SignEasy: This is one I’ve loved for a long time that my assistant found for iPad. It allows you to electronically sign and or add text to documents that you receive on email. It’s a huge help for me with my travel schedule. It is also available on Android and BlackBerry.
Regent Street: This app is quite cool and was recently featured in the New York Times. Regent Street in London is known for its shopping, and the businesses along Regent Street are using beacon technology to promote offerings. What I really like about this app is the initial set up – you pick the businesses you’re interested in (like SuperDry) and toss aside the ones you’re not.
Refresh: I spoke at an event in Nashville earlier this year and met Bhavin Shah, who is the CEO of Refresh, an application that prepares insights for you on people you’re about to meet by linking your calendar with social media such as Twitter, Facebook, LinkedIn, and other sources. It’s really slick, and it works beautifully in pulling in the meeting invitees from my calendar to create a “dossier” ahead of my session.
Swiftkey: Although I have long been a fan of touchscreen smartphones, I’ve always kept a BlackBerry, because I love the hard keyboard. In fact, I bought an accessory from Typo that allows you to add a hard keyboard to your iPhone, because I struggled so much with email responses. Life got a lot easier in iOS 8 with the introduction of alternate keyboards, and while Android users have been able to use Swiftkey for a long time, its introduction to iOS has been a godsend! Rather than “fat finger” a response and get a crazy autocorrected word, Swiftkey lets you literally slide your fingers around the keyboard like you’re drawing as you spell words out. It learns your style as well which is very helpful for honing in on better autocorrect!
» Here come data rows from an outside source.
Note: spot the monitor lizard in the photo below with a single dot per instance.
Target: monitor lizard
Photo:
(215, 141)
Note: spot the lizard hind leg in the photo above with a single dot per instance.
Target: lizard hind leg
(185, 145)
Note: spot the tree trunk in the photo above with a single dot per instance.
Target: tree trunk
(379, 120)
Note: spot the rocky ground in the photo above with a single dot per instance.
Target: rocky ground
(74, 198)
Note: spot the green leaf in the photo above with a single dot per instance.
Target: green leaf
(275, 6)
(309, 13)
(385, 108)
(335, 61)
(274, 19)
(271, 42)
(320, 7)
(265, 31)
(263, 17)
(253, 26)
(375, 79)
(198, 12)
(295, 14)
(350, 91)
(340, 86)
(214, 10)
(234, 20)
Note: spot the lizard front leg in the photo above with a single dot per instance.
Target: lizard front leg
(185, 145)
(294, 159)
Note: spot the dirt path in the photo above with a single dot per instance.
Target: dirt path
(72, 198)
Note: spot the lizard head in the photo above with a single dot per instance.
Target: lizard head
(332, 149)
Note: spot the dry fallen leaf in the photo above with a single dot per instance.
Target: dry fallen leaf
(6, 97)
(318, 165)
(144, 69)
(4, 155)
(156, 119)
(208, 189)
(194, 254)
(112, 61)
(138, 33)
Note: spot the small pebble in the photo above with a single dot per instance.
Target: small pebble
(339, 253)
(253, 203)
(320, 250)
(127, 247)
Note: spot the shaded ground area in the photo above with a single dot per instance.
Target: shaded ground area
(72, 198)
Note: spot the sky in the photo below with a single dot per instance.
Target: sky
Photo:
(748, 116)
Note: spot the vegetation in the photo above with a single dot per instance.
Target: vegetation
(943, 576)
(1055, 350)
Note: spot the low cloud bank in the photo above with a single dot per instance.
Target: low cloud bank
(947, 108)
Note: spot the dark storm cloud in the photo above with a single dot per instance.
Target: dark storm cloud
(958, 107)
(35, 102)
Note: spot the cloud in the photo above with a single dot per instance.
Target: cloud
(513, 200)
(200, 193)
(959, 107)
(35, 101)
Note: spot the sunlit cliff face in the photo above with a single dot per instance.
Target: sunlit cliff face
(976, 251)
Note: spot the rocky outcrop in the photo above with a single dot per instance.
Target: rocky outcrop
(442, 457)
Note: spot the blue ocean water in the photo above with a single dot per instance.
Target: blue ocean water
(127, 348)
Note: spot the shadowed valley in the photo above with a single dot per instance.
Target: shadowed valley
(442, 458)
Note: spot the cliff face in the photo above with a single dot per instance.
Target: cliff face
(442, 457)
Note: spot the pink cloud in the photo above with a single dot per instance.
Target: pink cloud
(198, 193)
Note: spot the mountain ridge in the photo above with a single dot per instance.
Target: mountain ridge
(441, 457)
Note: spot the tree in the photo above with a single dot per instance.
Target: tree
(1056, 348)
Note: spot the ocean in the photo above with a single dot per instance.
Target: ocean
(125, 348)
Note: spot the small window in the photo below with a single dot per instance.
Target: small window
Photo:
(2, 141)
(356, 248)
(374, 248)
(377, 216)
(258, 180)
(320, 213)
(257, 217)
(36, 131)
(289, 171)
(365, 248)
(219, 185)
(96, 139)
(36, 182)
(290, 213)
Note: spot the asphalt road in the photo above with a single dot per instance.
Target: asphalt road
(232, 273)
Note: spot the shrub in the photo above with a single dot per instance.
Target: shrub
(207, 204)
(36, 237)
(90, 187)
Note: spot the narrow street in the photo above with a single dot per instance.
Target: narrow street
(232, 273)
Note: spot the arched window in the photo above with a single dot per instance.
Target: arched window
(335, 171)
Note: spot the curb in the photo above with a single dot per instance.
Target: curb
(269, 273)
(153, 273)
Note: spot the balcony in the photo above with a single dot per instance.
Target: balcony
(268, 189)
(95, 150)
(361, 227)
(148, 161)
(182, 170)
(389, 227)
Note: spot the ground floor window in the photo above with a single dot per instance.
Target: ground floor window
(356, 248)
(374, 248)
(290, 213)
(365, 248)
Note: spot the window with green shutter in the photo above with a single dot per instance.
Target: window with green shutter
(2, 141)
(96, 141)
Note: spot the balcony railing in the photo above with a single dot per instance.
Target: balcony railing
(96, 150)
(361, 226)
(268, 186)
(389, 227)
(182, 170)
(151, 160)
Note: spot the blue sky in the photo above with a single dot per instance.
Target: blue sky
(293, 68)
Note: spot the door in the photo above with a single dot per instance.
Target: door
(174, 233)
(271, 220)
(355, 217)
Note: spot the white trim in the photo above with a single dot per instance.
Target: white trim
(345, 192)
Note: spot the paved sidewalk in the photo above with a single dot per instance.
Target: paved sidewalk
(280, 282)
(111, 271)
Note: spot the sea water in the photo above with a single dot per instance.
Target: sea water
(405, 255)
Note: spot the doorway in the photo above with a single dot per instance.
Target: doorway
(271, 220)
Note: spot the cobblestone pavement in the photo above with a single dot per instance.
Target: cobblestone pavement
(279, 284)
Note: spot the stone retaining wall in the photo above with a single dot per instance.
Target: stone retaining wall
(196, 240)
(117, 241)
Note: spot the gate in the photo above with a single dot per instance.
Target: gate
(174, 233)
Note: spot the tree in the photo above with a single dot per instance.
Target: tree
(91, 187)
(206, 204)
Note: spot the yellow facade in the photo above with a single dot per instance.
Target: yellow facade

NewsBeat: I have a standard AM/FM/CD player in my car, and I just get tired at times of the commercials which predictably occur at 20 and 50 minutes past the hour (when I’m listening to rock stations) – or every couple minutes it seems on news stations. NewsBeat is much like my beloved Zite (which may now be officially dead and only available within Flipboard) in that it aggregates content in areas I’m interested in – but instead plays it out as a streamed, stitched together audio cast. The narrations are good – it uses a mix of humans reading the stories as well as text to speech technology so it’s not the same robotic voice over and over. The app is available on both iOS and Android.
Dumb Ways To Die 2: The Games: Proving that I don’t spend my life reading tech stories, I was a huge fan of the game Dumb Ways To Die. The sequel, Dumb Ways to Die 2: The Games, is just as fun and clever as the first. It’s remarkable to me that this little app produced by Metro Trains Melbourne (Australia) has caught the world by fire – and there is even a catchy little tune and video that both kids and adults will find fun.